Why We All See Different Colors
The human eye is always processing new information. As it constantly works to send images to the brain, it can become tired. Old age, tiredness, eye strain, and genetics all affect how we see things — specifically, how we perceive color in comparison to everyone else. Furthermore, there are deeper factors, such as environment and eye biology, that significantly affect how humans process color.
Photoreceptors
The primary parts of the eye that handle color are the photoreceptors, which are divided into rods and cones. Rods absorb only dim light, while cones are able to absorb brighter light: colors. This is why, during the day, a grapefruit might look pink, but at night it looks gray: at night, natural light is too dim for the cones in your eyes to process.
Photoreceptors are known to have wavelengths at which they best perceive light. Peoples eyes naturally vary in composition and these wavelengths are different from person to person, making each eye have a slightly different ability at which they can process a certain color. Outlying circumstances, like color blindness, affect color perception as well. Essentially: its not colors that cause an issue, its the human visual system. Everyone sees the same colors, our brains just process them differently.

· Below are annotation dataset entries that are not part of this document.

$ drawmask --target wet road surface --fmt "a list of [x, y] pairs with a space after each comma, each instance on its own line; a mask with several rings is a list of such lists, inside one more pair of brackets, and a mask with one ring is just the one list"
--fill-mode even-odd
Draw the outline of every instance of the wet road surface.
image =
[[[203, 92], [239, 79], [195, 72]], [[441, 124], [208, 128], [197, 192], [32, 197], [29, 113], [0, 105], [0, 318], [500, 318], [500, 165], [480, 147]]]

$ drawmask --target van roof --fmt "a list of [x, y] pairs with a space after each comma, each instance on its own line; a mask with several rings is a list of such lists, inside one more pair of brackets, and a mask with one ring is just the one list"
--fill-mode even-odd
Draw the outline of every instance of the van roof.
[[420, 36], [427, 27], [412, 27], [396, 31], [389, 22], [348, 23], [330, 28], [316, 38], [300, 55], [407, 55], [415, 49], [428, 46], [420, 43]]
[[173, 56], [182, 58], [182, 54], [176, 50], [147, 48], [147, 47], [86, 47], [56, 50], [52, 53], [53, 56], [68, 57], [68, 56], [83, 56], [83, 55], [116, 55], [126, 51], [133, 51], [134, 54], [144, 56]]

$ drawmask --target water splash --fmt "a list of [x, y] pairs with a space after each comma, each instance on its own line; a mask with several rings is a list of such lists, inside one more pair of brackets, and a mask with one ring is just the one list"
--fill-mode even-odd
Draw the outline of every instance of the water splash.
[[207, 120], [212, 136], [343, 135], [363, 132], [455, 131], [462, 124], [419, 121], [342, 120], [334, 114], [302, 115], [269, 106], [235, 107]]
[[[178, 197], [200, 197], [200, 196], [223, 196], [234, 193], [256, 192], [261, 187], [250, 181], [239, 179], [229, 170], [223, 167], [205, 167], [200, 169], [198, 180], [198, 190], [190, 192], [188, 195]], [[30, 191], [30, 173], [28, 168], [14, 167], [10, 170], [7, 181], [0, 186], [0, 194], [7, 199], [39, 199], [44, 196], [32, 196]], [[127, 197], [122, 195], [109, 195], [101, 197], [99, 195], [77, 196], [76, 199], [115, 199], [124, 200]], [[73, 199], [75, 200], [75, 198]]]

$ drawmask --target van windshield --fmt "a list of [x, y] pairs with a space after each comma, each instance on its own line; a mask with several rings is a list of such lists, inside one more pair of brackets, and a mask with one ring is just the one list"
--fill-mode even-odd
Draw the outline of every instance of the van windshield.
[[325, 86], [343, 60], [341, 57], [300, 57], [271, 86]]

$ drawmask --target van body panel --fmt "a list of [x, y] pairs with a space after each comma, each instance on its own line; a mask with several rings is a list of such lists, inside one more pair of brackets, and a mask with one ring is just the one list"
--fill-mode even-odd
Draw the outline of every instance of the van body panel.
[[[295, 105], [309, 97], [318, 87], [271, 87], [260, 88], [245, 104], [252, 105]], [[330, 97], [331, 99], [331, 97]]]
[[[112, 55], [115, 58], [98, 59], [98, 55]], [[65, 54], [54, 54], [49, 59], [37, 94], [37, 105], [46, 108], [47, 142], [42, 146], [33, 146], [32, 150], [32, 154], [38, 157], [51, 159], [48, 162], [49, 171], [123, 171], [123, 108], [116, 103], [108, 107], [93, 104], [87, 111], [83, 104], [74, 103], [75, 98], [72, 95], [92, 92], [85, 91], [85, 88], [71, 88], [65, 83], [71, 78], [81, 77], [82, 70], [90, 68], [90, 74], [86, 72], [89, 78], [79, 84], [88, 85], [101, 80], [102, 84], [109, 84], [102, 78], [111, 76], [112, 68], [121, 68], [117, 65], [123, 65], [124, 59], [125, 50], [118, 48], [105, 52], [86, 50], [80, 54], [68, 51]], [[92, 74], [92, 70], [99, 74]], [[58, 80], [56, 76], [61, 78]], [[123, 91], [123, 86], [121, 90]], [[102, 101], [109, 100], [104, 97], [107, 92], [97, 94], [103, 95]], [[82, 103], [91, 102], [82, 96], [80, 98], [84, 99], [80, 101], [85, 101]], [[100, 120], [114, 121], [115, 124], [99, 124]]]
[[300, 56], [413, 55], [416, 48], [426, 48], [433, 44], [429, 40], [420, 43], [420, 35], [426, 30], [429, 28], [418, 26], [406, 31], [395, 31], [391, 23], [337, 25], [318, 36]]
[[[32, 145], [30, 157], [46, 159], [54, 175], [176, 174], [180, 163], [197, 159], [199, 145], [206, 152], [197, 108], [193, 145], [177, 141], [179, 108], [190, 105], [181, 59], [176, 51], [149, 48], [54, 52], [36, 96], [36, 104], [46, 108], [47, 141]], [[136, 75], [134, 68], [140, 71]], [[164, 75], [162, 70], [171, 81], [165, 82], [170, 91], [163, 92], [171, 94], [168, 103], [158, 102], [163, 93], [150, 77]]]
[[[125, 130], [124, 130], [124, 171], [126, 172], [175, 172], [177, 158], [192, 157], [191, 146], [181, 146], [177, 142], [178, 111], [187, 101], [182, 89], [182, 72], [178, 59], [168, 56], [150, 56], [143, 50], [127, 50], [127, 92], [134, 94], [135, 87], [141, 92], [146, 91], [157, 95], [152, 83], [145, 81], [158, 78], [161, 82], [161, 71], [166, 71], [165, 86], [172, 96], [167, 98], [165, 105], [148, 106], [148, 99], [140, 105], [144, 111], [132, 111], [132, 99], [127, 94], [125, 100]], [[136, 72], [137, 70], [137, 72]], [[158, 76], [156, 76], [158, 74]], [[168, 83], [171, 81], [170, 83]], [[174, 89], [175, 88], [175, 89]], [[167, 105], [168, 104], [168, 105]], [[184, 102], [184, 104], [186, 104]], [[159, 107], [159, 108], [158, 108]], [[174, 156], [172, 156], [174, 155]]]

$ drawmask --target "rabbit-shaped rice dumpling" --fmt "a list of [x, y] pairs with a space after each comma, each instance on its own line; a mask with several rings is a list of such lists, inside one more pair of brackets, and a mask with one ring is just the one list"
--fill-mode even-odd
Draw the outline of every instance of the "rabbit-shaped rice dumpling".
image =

“For example, one person may have “red” photoreceptors, or “long-wavelength cones”, that are most sensitive to wavelengths of light around 564 nanometers. Another person may have long-wavelength cones most sensitive at 568 nanometers. This may seem like it isn’t much of a difference. However, this slight shift in photoreceptor peak sensitivity can make all the difference in the world when it comes to perceiving colors as “red” versus “orange”, or other colors (UCSB).”
Electromagnetics
All light is essentially electromagnetic radiation. The colors we see are from the visible color spectrum (a subset of the larger electromagnetic spectrum) and are made of electromagnetic waves. Electromagnetic energy is measured in Hertz (Hz), which is a unit of frequency measuring how many cycles, or waves, can be produced by a particle in one second. Wavelengths, therefore, are defined by how large they are and how fast they enter your eye. Think of it like a beach: some waves are large and don't crash onto the shore. These waves are similar to radio waves, which are roughly 3kHz-3GHz. Radio waves are the longest and lowest in frequency of those found on the electromagnetic spectrum. Other waves, like x-rays, are tiny and have a high frequency (3 x 10¹⁶-3 x 10¹⁷ Hz).
While electromagnetic energy is measured in Hz, the size of wavelengths is measured in nanometers. Since colors are dependent on the size of a wave, and not its frequency, colors are measured in nanometers (nm).
Electromagnetic waves come from charged particles. These particles produce energy that creates an electric field. Particles release energy through motion. This movement is done in an oscillating, or back and forth, motion. These oscillations create ripples within the electric field and produce a magnetic field. Wavelengths are produced from oscillating motion, and are measured from peak to peak in nanometers. Nanometers are incredibly tiny — 1 billionth of a meter — and each of the traditional colors we see — red, orange, yellow, green, blue, indigo, and violet — all exist within this incredibly small range of nanometers. Given that nanometers are so small, the color that travels on one wavelength is incredibly different than the color that travels just a few nanometers away from it.
Lighting and Context
When you look at an object, you don't just see what it is, but you also take in the environment around it. This high level of stimuli makes it harder for our brains to perceive colors, so the brain uses a filtering process that helps it recognize colors faster.
One of these filters is the surrounding light conditions. Depending on the lighting, the time of day, and how bright or dark objects around the one you’re looking at are, the colors you see will be different. For example: objects often appear red at dawn and dusk, but blue in the middle of the day.
This plays into a phenomenon called color constancy. Color constancy is the psychological theory that humans have the ability to perceive the color of an object invariable of the color of a light source. Color constancy states that humans, who see a blue object for example, still see the object as blue when the light around it changes. Even if the sun is setting and the blue object looks violet, the human visual system unconsciously recognizes that this is the same color it saw before — that the color itself has not changed, just its context.
When combined with the unrecognizable but drastic differences between individuals eyes, it is clear that there is a color discrepancy between humans — one largely caused by biology and external environments.